12 millions d'euros d'intérêts à déduire, pour un LBO de 1 milliard

Cet effet de levier fiscal si crucial, qu'est-ce donc exactement ? Concrètement, lorsqu'un fonds de LBO rachète une entreprise, pour un milliard d'euros par exemple, il va s'endetter à hauteur de 60% environ de ce montant, pour financer l'acquisition. Sur la base d'un taux de 6%, les intérêts liés à cette dette de 600 millions d'euros s'élèvent à 36 millions. Le tiers de ce montant, soit 12 millions d'euros, est déduit de son résultat imposable par le holding de reprise créé par le fonds, en vertu de la législation actuelle.

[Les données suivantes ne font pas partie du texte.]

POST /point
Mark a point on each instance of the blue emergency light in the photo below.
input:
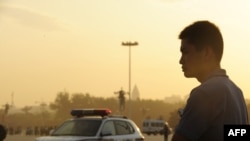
(90, 112)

Une somme loin d'être négligeable, dans le cadre du remboursement de la dette d'acquisition.

Les LBO favorisent la création d'entreprises de taille moyenne

Or « l'industrie du LBO est extrêmement utile à l'économie française, notamment parce qu'elle facilite la transmission des entreprises dont les fondateurs partent à la retraite sans successeur », s'inquiète Jérémie Jeausserand, chez Scotto & Associés. Une opinion partagée par Louis Godron, président de la Commission capital-transmission à l'Afic (Association française des investisseurs en capital) : « Les hommes politiques, de droite comme de gauche, déplorent le manque d'entreprises de taille intermédiaire (ETI), en France. Or on ne peut pas créer d'ETI sans faire de croissance externe. Et on ne peut pas procéder à des acquisitions sans recourir à la dette. » Et d'ajouter : « Ce sujet va bien au-delà des préoccupations des seuls fonds de LBO. Supprimer ou réduire la déductibilité des intérêts des dettes d'acquisition n'aidera pas la transmission d'entreprises, en général. »

Une distorsion de concurrence par rapport aux acquéreurs étrangers

Autre inconvénient de cette mesure : les acquéreurs français - qu'il s'agisse d'entreprises ou, surtout, de fonds de LBO qui vivent d'opérations de croissance externe - ne seront plus sur un pied d'égalité face à leurs rivaux étrangers, soumis, eux à la fiscalité de leur pays d'origine. « La plupart des pays développés admettent la déductibilité des intérêts des dettes d'acquisition », indique Louis Godron. Qui précise donc que « les acquéreurs français d'entreprises risquent d'être désavantagés par rapport à leurs concurrents anglo-saxons et allemands, avec un « pouvoir d'achat » réduit de 5% à 10% par rapport à ces derniers. » Nul doute que l'industrie du capital-investissement et les entreprises en veine d'acquisitions suivront avec une régularité de métronome les prochains sondages sur les intentions de vote à l'élection présidentielle.